Block key creation for AI service accounts via an organisation policy:
name: organizations/<org-id>/policies/iam.disableServiceAccountKeyCreation
spec:
rules:
- enforce: true
VPC Service Controls
Wrap Vertex AI within a VPC Service Control perimeter to prevent data exfiltration from model endpoints:
gcloud access-context-manager perimeters create vertex-ai-perimeter \
--policy=<access-policy> \
--resources=projects/<project-number> \
--restricted-services=aiplatform.googleapis.com \
--title="Vertex AI Perimeter"
This blocks API calls to Vertex AI from outside the defined perimeter, limiting the utility of stolen credentials without network access.
Monitoring with Cloud Audit Logs
Vertex AI operations are logged to Cloud Audit Logs under aiplatform.googleapis.com. Create a log-based metric for unusual prediction volume:
gcloud logging metrics create vertex-prediction-spike \
--description="Spike in Vertex AI prediction requests" \
--log-filter='protoPayload.serviceName="aiplatform.googleapis.com" AND protoPayload.methodName="PredictionService.Predict"'
Cross-Provider Hardening
Regardless of which AI provider you use, the following controls apply:
Spend alerts before security alerts. AI inference abuse shows up in cost data faster than in security logs. Set billing anomaly alerts at 150% of your typical daily spend with immediate notification to your security team. For AWS, GCP, and Azure this takes ten minutes to configure and is the fastest detection control available.

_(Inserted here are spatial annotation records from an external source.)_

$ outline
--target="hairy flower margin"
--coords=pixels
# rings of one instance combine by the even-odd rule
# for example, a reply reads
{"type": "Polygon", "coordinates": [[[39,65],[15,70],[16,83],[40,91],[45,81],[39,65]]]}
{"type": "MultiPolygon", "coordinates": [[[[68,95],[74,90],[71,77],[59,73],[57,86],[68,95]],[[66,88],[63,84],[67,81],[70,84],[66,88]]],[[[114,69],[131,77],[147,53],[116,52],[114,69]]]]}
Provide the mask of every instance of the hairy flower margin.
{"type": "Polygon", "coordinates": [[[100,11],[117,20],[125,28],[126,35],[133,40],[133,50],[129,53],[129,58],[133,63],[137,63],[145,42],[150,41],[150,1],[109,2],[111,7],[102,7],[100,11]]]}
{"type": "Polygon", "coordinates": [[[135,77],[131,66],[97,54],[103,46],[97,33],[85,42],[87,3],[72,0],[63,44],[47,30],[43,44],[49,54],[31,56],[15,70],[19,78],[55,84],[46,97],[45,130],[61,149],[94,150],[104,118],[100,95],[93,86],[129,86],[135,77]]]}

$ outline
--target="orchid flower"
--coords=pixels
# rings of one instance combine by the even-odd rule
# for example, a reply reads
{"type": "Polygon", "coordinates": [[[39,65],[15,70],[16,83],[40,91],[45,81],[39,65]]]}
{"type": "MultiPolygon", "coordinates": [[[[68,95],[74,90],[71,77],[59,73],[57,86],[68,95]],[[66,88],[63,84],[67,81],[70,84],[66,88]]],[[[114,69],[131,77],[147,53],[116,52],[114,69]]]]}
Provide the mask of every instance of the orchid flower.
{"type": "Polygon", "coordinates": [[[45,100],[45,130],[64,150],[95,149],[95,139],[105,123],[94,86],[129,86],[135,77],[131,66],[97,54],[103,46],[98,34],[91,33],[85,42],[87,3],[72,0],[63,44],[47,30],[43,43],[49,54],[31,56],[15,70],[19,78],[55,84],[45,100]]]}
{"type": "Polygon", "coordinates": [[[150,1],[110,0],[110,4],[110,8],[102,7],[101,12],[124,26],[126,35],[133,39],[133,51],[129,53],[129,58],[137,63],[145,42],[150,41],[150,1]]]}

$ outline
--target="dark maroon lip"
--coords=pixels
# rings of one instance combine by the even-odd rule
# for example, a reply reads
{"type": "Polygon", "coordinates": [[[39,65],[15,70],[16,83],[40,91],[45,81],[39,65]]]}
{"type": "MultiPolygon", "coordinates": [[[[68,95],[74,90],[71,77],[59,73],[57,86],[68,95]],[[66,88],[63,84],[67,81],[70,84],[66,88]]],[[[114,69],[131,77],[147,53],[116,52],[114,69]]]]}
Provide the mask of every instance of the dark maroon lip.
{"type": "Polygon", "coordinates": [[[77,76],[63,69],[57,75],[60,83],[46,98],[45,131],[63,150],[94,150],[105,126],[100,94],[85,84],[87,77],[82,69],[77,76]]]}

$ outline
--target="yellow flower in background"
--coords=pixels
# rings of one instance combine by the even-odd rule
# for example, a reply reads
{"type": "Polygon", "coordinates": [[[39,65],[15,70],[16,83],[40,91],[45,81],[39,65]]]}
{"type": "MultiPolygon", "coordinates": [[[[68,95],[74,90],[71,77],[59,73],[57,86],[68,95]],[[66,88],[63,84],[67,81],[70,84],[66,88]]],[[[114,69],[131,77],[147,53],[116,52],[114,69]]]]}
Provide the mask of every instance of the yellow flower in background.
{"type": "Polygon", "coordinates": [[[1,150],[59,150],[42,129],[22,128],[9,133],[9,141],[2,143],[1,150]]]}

Rotate credentials on any suspected exposure. AI API keys should be treated like passwords — rotate immediately on any indication of exposure. Unlike database passwords, rotation is typically instant and zero-downtime with the two-key patterns all providers support.

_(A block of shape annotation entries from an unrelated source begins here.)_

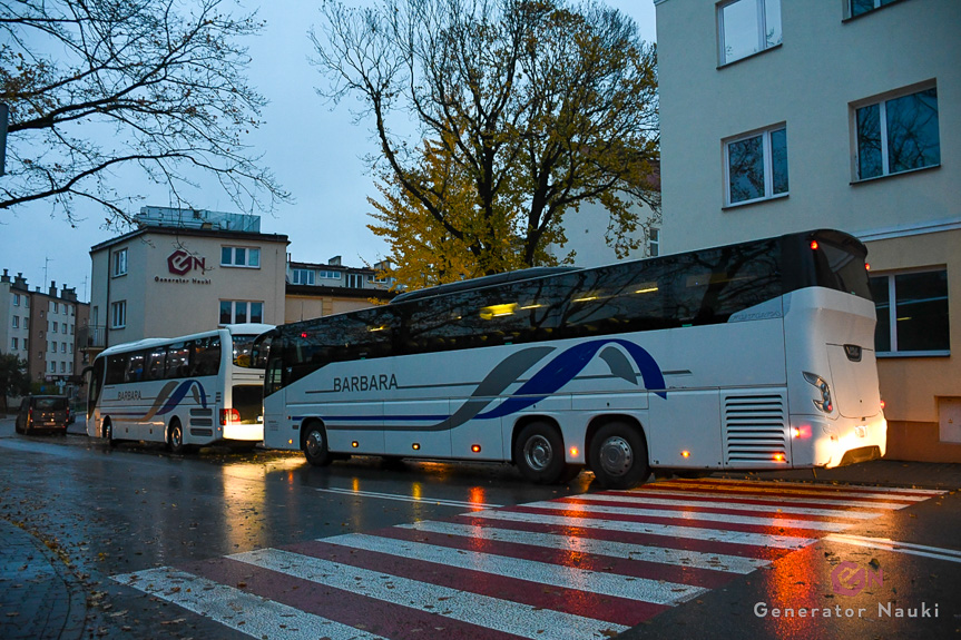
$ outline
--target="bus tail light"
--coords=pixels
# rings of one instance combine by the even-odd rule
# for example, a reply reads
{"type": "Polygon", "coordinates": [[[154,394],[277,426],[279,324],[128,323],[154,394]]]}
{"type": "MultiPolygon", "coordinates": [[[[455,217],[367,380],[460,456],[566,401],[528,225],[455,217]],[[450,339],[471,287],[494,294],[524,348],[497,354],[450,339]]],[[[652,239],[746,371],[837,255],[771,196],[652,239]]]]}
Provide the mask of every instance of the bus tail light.
{"type": "Polygon", "coordinates": [[[807,381],[808,384],[816,386],[817,391],[821,392],[821,400],[814,401],[814,406],[823,411],[824,413],[831,413],[834,411],[834,403],[831,401],[831,387],[820,375],[815,375],[813,373],[804,372],[804,380],[807,381]]]}
{"type": "Polygon", "coordinates": [[[241,423],[241,412],[236,408],[222,408],[220,410],[220,424],[239,424],[241,423]]]}

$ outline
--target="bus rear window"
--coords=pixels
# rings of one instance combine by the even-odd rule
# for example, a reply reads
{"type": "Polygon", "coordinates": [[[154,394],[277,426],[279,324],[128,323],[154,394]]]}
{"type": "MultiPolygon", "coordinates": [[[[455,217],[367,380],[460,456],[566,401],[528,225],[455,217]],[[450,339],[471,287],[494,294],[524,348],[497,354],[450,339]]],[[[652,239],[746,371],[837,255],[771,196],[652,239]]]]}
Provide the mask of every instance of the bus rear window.
{"type": "Polygon", "coordinates": [[[814,265],[817,285],[872,299],[864,254],[828,242],[818,242],[814,265]]]}

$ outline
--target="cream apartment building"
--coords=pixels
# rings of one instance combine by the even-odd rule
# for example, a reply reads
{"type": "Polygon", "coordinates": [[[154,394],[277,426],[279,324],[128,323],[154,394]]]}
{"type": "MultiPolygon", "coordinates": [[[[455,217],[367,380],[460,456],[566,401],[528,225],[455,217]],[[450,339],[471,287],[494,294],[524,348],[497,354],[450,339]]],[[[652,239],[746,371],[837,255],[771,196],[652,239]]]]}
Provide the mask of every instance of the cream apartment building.
{"type": "Polygon", "coordinates": [[[888,456],[961,462],[961,2],[655,4],[663,253],[861,238],[888,456]]]}
{"type": "Polygon", "coordinates": [[[287,236],[259,218],[150,207],[90,249],[94,351],[232,323],[283,324],[287,236]]]}

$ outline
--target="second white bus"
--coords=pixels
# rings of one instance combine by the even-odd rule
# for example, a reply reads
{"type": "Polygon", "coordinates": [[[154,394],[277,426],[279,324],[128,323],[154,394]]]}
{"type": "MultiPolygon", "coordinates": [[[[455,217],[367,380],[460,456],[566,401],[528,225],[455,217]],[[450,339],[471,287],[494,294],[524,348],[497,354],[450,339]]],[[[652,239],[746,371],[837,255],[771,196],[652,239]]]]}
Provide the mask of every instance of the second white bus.
{"type": "Polygon", "coordinates": [[[581,467],[832,467],[883,455],[866,250],[815,230],[519,272],[277,327],[264,442],[337,456],[581,467]]]}
{"type": "Polygon", "coordinates": [[[176,338],[109,347],[94,361],[87,434],[163,442],[182,453],[264,439],[264,363],[254,338],[272,325],[238,324],[176,338]]]}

Audit your RAG architecture for context bleed. If your application uses retrieval-augmented generation, map what data gets included in model context windows. Any data inserted into prompts can be extracted by an attacker with API access. Apply data classification to your retrieval pipeline and ensure personally identifiable or sensitive commercial data has appropriate access controls on the retrieval layer, not just the model layer.
Log prompt inputs, not just API calls. Standard API call logging tells you a request was made. For incident response, you need to know what was in the prompt. Enable extended logging that captures request content (with appropriate data handling controls) so you can reconstruct what an attacker was doing with your key.